How far do you think this 12 game winning streak can go?


----------



## croco (Feb 14, 2005)

I think we are going to drop one when we don't expect it.


----------



## Dragnsmke1 (Jul 29, 2002)

I dont care as long as its 18+...I want to take everything from the Suns...I want people to look back at this season where they where so sucking the Suns off and go "Why were we on thier jock so much? Everything they did the Mavs did better."


----------



## xray (Feb 21, 2005)

Tersk, looks like the poll's wrong - I would've said 16 with a loss at the Lakers (March 11). :sadbanana:


----------



## edwardcyh (Dec 13, 2005)

I'd say Dallas can drop ANY of them except for PHX and DET games.


----------



## t1no (Jul 10, 2005)

**** that, 23+ !!!!!


----------



## Seuss (Aug 19, 2005)

I picked the Suns, but that's because I think the Suns will be really pumped up to face the Mavs
again.


You guys probably could go loss-less through all those games though.


----------



## Dre (Jun 20, 2003)

Whatever, regular season don't matter.
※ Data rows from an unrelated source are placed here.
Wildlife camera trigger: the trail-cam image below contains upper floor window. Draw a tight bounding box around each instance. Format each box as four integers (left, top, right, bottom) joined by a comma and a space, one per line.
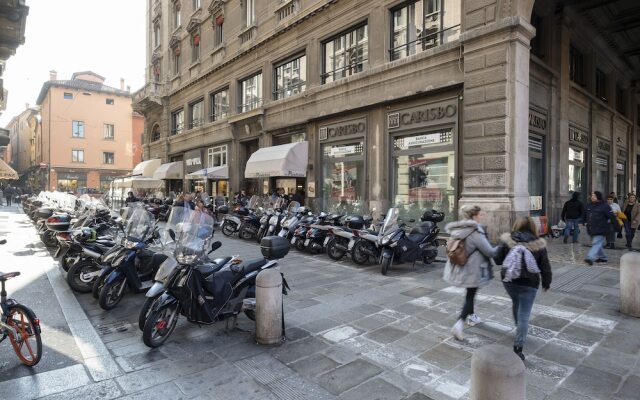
71, 121, 84, 138
104, 124, 115, 140
102, 151, 116, 164
244, 0, 256, 26
322, 25, 369, 83
207, 144, 227, 168
171, 1, 181, 29
171, 109, 184, 135
189, 99, 204, 129
238, 72, 262, 112
273, 55, 307, 100
569, 46, 584, 85
209, 88, 229, 122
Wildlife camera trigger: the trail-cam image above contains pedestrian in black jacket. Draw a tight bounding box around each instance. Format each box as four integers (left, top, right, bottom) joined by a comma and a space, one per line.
560, 192, 584, 243
494, 217, 551, 361
584, 190, 619, 265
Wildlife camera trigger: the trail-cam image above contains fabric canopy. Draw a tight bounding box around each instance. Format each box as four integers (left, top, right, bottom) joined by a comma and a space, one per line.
244, 142, 309, 178
0, 159, 18, 179
153, 161, 184, 179
185, 165, 229, 179
131, 158, 162, 178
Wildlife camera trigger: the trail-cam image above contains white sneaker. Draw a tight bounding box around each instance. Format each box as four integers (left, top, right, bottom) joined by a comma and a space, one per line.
451, 319, 464, 340
467, 314, 482, 326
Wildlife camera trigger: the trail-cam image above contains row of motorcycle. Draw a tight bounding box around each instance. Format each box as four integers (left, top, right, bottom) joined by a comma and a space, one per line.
217, 196, 446, 275
22, 192, 289, 347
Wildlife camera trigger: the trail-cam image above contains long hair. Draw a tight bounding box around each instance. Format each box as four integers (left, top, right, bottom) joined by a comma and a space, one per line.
512, 217, 538, 237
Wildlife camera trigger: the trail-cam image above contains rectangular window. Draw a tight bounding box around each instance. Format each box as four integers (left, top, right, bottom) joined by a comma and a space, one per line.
322, 25, 369, 83
596, 68, 607, 102
209, 88, 229, 122
171, 110, 184, 135
71, 121, 84, 138
238, 73, 262, 112
189, 100, 204, 129
569, 46, 584, 86
104, 124, 115, 140
273, 55, 307, 100
102, 152, 115, 164
71, 150, 84, 162
207, 144, 227, 168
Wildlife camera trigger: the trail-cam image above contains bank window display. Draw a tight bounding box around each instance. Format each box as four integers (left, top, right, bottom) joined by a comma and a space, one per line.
322, 25, 369, 83
239, 73, 262, 112
273, 55, 307, 100
392, 129, 456, 221
322, 141, 365, 214
529, 136, 545, 216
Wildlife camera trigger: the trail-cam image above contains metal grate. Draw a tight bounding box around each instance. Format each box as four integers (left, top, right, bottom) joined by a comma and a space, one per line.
551, 267, 606, 292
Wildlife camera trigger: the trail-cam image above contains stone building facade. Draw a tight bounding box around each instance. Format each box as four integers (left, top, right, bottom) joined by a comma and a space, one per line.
134, 0, 640, 233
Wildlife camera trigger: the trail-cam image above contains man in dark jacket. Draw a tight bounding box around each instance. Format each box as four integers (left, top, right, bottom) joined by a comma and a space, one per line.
561, 192, 584, 243
584, 191, 618, 265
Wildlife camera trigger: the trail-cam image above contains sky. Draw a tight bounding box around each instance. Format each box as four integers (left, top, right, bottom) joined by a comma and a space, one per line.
0, 0, 147, 127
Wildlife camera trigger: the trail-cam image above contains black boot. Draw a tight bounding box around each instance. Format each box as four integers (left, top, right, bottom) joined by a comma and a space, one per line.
513, 346, 524, 361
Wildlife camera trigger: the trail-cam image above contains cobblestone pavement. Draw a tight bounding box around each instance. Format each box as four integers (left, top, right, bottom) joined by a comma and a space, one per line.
0, 206, 640, 400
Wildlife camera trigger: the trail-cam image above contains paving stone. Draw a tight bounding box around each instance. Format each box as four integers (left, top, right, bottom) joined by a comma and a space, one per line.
319, 359, 382, 395
562, 366, 622, 399
420, 344, 471, 370
366, 326, 409, 344
340, 378, 406, 400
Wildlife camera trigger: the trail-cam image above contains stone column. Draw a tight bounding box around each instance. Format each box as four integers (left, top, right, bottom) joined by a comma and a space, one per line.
459, 9, 535, 238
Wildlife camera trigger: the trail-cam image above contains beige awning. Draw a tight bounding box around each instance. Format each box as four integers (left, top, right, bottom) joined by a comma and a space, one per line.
153, 161, 184, 179
131, 158, 162, 178
0, 159, 18, 179
185, 165, 229, 179
244, 142, 309, 178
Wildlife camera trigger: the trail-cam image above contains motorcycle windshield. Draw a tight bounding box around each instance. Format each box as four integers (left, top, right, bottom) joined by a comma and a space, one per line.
378, 208, 400, 237
176, 211, 213, 263
125, 205, 153, 242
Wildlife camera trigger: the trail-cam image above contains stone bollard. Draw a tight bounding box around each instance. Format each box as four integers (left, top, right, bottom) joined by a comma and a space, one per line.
256, 269, 282, 344
471, 344, 527, 400
620, 252, 640, 317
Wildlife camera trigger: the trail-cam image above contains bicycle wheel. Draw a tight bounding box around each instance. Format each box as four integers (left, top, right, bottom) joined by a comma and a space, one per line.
7, 304, 42, 367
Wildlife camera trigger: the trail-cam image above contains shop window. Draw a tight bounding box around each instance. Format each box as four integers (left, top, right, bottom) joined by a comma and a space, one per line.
392, 129, 456, 221
71, 121, 84, 138
322, 25, 369, 83
209, 88, 229, 122
596, 68, 607, 102
104, 124, 115, 140
273, 55, 307, 100
171, 110, 184, 135
239, 73, 262, 112
389, 0, 460, 60
569, 45, 584, 86
102, 151, 116, 164
189, 100, 204, 129
207, 144, 227, 167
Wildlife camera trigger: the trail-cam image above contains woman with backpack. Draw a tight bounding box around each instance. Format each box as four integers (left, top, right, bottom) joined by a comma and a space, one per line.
443, 205, 498, 340
495, 217, 551, 361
I'm ready for the playoffs.


----------



## xray (Feb 21, 2005)

_Dre_ said:


> Whatever, regular season don't matter. I'm ready for the playoffs.


Word.


----------



## Jet (Jul 1, 2005)

I said they would lose to Golden State(16)... They just seem to win against the Mavs and I do not have an idea as to why they win against the Mavs.


----------



## SMDre (Jan 28, 2005)

Well I was wrong....


----------



## croco (Feb 14, 2005)

> "I'd like to have double-digit winning streaks starting April 20," Johnson said, referring to the playoffs. "A double-digit winning streak from April 20-May 20, and then have another one."


I like this idea. :yay:


----------



## Dragnsmke1 (Jul 29, 2002)

we have less losses then the worst team in the league has wins:rock:


----------



## croco (Feb 14, 2005)

With Tuesday's 91-65 win, Dallas is now just two victories away from tying the 1995-96 Bulls for the best record over any 55-game span in one season at 50-5.


----------